Правда в обмороке пребывали уже две дамы, Щербатова и жена Николая Ивановича, дородная блондинка. Сам же пострадавший продолжал лежать на спине, являя обществу свою окровавленную грудь. Решительная женщина пыталась успокоить рыдающее собрание, но это ей плохо удавалось. У какой-то дамы началась истерика и грозила перерасти в общее столпотворение.

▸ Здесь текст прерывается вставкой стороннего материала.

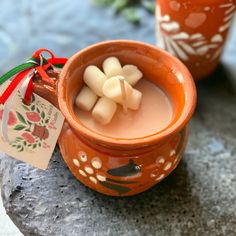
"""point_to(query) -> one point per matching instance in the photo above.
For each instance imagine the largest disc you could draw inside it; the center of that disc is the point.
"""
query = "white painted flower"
(183, 45)
(96, 163)
(167, 166)
(101, 177)
(160, 160)
(83, 156)
(160, 177)
(89, 170)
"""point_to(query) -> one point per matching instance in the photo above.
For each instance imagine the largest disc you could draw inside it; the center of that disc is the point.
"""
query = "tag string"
(22, 80)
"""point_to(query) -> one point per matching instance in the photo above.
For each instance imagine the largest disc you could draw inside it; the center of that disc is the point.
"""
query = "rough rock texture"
(199, 198)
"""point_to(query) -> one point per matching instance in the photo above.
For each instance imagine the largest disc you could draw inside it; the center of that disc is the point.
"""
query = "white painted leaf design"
(202, 50)
(197, 36)
(187, 48)
(217, 53)
(170, 26)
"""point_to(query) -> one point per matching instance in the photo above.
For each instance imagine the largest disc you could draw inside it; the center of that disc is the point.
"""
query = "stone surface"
(199, 198)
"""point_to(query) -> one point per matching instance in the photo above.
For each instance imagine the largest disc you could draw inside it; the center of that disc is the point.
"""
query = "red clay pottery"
(123, 167)
(195, 31)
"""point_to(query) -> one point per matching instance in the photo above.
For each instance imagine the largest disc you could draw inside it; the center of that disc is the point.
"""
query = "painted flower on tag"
(28, 137)
(33, 116)
(12, 118)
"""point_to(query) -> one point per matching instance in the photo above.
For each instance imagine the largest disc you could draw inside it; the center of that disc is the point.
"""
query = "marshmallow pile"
(104, 91)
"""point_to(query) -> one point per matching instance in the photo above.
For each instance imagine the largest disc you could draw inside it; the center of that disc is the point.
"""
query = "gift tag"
(33, 130)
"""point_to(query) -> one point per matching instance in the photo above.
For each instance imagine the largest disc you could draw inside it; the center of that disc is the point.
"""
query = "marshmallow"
(86, 99)
(132, 74)
(95, 79)
(112, 67)
(112, 89)
(104, 110)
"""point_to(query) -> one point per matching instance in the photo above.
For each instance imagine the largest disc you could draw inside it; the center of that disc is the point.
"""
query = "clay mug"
(195, 31)
(123, 167)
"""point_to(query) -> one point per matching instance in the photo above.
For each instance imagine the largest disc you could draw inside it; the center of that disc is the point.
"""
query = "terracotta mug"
(195, 31)
(122, 167)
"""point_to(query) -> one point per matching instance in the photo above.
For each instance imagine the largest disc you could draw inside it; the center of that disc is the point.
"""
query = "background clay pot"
(195, 31)
(122, 167)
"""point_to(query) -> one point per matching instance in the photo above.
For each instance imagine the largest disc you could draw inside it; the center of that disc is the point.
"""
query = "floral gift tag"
(33, 130)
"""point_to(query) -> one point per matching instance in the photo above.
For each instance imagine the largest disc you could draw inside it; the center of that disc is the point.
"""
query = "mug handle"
(46, 90)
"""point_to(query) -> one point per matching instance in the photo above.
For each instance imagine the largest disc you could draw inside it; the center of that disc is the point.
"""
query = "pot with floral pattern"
(195, 31)
(123, 167)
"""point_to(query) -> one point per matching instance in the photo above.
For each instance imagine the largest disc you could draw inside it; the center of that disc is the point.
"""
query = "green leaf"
(20, 117)
(122, 181)
(118, 5)
(149, 6)
(19, 127)
(33, 98)
(25, 107)
(118, 188)
(131, 15)
(43, 114)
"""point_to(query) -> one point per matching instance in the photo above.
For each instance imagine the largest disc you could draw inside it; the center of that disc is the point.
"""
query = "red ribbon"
(40, 69)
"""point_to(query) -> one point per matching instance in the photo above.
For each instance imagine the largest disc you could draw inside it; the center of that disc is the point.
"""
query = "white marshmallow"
(112, 89)
(104, 110)
(86, 99)
(132, 74)
(95, 79)
(134, 100)
(112, 67)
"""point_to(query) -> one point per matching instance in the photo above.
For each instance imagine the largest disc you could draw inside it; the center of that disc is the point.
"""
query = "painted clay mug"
(195, 31)
(122, 167)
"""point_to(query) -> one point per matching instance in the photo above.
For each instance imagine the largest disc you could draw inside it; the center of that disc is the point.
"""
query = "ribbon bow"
(22, 80)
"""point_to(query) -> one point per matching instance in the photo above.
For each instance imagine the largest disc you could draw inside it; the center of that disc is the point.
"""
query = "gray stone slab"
(199, 198)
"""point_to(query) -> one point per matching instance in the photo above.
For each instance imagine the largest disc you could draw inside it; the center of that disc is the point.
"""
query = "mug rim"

Мое возвращение немного отвлекло прекрасную половину человечества от стенаний и, на время успокоившись, дамы забросали меня вопросами, где разбойники и долго ли нам всем осталось жить на этом свете.
– Они трусливо бежали! – громко сообщила я. – Больше никакой опасности не осталось, что с Николаем Ивановичем?

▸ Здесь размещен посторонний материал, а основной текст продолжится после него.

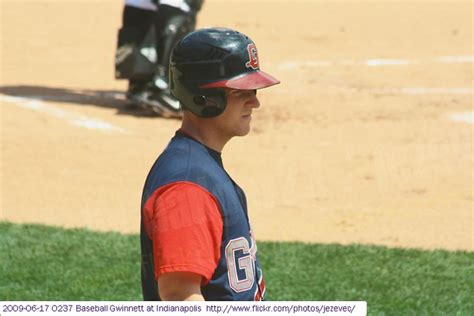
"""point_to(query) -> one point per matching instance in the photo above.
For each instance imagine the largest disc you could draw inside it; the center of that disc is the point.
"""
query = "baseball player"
(196, 239)
(150, 28)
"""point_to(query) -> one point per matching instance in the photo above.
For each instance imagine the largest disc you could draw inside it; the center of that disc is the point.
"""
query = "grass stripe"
(48, 263)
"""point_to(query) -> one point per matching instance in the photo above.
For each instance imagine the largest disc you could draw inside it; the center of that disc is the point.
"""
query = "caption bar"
(188, 308)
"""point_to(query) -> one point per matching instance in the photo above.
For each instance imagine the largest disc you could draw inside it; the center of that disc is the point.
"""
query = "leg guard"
(136, 55)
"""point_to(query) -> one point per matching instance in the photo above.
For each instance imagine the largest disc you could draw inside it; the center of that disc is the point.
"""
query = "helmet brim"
(249, 81)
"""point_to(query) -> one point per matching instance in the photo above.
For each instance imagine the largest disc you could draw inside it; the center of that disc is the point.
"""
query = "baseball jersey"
(194, 219)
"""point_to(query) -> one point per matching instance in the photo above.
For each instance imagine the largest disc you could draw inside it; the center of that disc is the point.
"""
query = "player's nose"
(253, 101)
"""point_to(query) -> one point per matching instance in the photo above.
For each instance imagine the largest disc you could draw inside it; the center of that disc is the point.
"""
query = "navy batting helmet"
(208, 60)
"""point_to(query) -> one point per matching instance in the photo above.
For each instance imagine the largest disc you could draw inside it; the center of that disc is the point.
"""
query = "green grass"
(46, 263)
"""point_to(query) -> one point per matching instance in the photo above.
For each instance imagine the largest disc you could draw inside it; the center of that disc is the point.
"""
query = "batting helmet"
(208, 60)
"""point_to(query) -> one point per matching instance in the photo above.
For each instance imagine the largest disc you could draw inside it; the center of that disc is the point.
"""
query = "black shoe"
(163, 104)
(137, 93)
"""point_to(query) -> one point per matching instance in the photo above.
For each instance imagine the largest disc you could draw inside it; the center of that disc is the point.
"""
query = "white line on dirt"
(73, 118)
(465, 117)
(421, 91)
(373, 62)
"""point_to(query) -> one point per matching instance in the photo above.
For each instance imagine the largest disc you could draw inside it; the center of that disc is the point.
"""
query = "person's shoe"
(137, 93)
(161, 102)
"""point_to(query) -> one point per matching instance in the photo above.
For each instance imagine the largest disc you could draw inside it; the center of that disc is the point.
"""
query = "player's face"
(235, 120)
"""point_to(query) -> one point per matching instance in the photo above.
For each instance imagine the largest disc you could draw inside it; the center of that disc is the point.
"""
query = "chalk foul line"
(73, 118)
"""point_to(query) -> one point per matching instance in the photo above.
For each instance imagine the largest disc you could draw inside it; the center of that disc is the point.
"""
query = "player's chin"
(243, 130)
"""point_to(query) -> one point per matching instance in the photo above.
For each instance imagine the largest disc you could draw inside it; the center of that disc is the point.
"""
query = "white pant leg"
(141, 4)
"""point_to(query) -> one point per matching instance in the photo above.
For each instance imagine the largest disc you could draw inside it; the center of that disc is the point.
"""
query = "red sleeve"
(185, 224)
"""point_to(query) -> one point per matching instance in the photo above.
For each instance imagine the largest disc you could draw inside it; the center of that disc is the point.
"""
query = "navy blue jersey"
(238, 275)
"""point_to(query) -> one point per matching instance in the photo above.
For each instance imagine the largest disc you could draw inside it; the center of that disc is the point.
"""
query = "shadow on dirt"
(102, 98)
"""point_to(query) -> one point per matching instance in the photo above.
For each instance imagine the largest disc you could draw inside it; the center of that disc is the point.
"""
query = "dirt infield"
(369, 138)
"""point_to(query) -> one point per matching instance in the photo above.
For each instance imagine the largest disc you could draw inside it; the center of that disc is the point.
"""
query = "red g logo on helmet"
(253, 56)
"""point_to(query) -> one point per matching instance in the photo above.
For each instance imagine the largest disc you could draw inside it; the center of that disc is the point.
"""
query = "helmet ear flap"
(201, 102)
(209, 103)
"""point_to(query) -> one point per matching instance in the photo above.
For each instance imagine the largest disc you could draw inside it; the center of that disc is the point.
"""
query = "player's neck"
(206, 135)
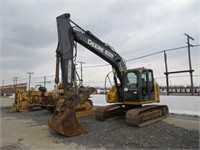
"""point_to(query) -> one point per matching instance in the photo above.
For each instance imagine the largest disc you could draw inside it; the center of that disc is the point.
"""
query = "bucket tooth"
(66, 123)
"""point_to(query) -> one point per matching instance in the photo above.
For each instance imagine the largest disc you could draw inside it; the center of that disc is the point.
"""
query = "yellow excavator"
(131, 90)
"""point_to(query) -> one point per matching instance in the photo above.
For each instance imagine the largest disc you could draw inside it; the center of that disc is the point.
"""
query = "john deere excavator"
(131, 90)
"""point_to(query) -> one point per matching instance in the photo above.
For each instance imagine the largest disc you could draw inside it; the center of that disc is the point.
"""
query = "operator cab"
(138, 85)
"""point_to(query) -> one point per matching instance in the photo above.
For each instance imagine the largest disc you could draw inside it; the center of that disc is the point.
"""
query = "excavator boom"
(132, 88)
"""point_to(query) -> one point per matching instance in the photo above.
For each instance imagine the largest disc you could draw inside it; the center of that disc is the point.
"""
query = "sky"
(134, 28)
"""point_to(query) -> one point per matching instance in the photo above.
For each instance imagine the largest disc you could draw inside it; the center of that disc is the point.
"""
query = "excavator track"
(104, 112)
(145, 115)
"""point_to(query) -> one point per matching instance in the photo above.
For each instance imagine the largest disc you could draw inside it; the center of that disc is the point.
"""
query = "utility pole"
(45, 81)
(29, 86)
(189, 58)
(15, 84)
(81, 71)
(166, 72)
(2, 91)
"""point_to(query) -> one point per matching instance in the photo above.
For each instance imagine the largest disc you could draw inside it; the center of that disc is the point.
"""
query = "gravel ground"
(115, 134)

Спросила я это зря, тотчас на бедную жертву переключилось общее внимание, и вид окровавленного тела вызвал еще один обморок. Теперь на полу лежало четыре бездыханных тела и еще четыре дамы рыдали над ними. В нормальном состоянии остались только мы с решительной женщиной. Она нюхательными солями пыталась успокоить истеричку, а я просто стояла на месте, не зная, что предпринять и кому нужно помогать в первую очередь.
На наше общее счастье выстрел и крики разбудили слуг и в гостиную прибежали человек пять полуодетых дворовых. Я в роли единственного мужчины взялась ими руководить и упавших в обморок дам перенесли на диваны и кресла. Теперь лежать на полу, остался один Николай Иванович.

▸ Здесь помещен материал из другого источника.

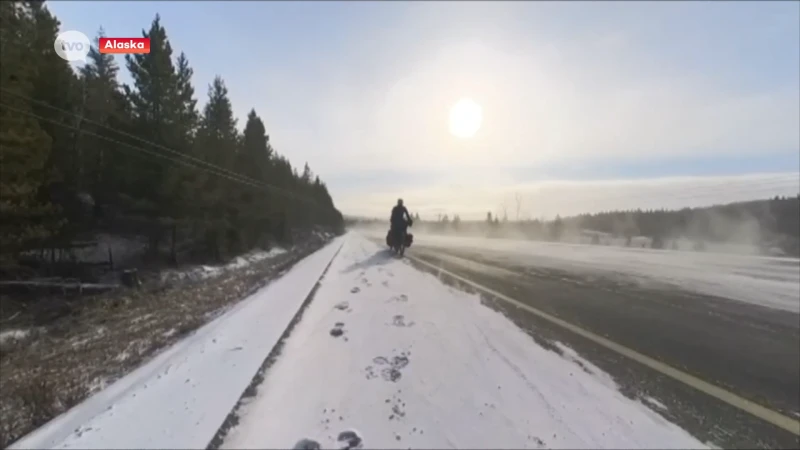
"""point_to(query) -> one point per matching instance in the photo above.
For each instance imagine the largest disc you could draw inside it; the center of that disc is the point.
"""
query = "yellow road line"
(766, 414)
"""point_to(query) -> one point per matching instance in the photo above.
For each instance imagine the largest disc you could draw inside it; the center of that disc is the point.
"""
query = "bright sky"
(585, 106)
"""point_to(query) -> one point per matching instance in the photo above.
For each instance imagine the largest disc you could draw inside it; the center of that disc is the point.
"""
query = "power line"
(132, 136)
(214, 171)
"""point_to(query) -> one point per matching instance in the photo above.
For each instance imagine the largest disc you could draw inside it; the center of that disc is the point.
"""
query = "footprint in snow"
(402, 298)
(338, 329)
(349, 439)
(342, 306)
(399, 321)
(391, 373)
(307, 444)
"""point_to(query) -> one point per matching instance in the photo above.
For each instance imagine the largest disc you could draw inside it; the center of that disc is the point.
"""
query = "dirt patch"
(59, 364)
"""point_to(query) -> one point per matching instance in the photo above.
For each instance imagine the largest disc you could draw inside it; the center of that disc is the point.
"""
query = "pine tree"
(155, 114)
(101, 109)
(217, 141)
(24, 145)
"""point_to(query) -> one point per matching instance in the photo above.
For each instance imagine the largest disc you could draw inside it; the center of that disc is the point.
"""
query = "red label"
(124, 45)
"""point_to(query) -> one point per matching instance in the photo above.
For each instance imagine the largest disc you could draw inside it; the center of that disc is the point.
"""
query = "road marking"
(766, 414)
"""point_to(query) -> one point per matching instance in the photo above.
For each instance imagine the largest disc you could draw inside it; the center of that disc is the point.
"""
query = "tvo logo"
(72, 46)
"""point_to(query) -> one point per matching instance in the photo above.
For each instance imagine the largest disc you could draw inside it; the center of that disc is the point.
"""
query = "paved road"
(750, 350)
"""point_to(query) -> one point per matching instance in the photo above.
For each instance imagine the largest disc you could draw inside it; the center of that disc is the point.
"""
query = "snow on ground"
(204, 272)
(13, 335)
(181, 397)
(767, 281)
(404, 361)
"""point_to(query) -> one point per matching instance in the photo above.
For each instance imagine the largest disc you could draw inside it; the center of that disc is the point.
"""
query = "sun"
(465, 118)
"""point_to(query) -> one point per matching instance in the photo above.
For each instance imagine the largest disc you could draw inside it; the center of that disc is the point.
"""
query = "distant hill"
(770, 227)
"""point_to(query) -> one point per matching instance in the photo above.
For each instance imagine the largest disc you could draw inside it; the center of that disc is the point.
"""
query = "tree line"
(771, 224)
(81, 152)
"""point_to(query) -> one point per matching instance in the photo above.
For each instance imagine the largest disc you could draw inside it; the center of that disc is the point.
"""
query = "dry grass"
(59, 364)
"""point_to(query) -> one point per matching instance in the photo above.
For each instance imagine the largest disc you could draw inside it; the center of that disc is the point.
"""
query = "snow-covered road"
(765, 281)
(383, 350)
(420, 365)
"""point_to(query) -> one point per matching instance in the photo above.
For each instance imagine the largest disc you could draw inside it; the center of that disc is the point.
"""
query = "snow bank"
(180, 398)
(13, 335)
(402, 361)
(205, 272)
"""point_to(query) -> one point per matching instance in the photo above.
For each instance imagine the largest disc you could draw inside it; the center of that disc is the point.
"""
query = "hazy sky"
(586, 106)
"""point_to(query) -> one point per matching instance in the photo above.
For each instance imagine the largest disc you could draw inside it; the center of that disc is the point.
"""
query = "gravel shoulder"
(48, 366)
(749, 350)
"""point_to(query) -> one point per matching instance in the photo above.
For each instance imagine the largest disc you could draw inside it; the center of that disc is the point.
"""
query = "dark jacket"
(399, 215)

Я превозмогла страх перед кровью и присела перед ним на корточки. Ранили его точно в середину груди, в вырез сюртука и на белой рубашке образовалось небольшое кровавое пятно. Я постаралась вспомнить, что делал в таких случаях муж и, первым делом, проверила у Николая Ивановича пульс. Оказалось, что он еще жив.
– Братцы, помогите положить этого господина на диван, – попросила я дворовых.
Раненого бережно подняли и перенесли на единственный еще свободный диван в углу гостиной. На том месте, где он лежал, я увидела небольшой карманный пистолет. Скорее всего, из него и был произведен единственный роковой выстрел. Я наклонилась за ним, но поднять не успела, меня остановил растерянный мужской голос:
– Я убит?
Что тут началось! Дамы, и те, что были в сознании, и даже пребывавшие в обмороке, вскочили и с радостными возгласами, бросились к убиенному. Однако Николай Иванович энтузиазма общества не разделил, прикоснулся к груди, увидел на руке кровь, подкатил глаза и опять вознамерился умереть. Дамы опять впали в отчаянье. Пришлось вмешаться мне, уже как лекарю. Я растолкала вопящую публику, и взялась за обследование.
Как ни странно, но на его груди оказалась не огнестрельная, а резаная рана, причем небольшая. Его, скорее всего, просто ткнули ножом в грудь.
– А кто же тогда стрелял? – спросила я решительную женщину, единственную среди всех сохранявшую спокойствие.
– Он же и стрелял, – ответила она. – Как те вошли в комнату, он вытащил пистолет и стрельнул в потолок.
Я хотела ее спросить, почему он не стрелял в разбойников, но тут Николай Иванович жалобно застонал, и мне пришлось заняться его лечением. Как в таких случаях делал Алеша, я потребовала водку и промыла ей рану. Раненый дико закричал и забился в сердобольных женских руках. На этом, собственно, лечение и кончилось. К ранке я прижала чистую тряпицу и успокоила общество, что больше угрозы жизни героя нет.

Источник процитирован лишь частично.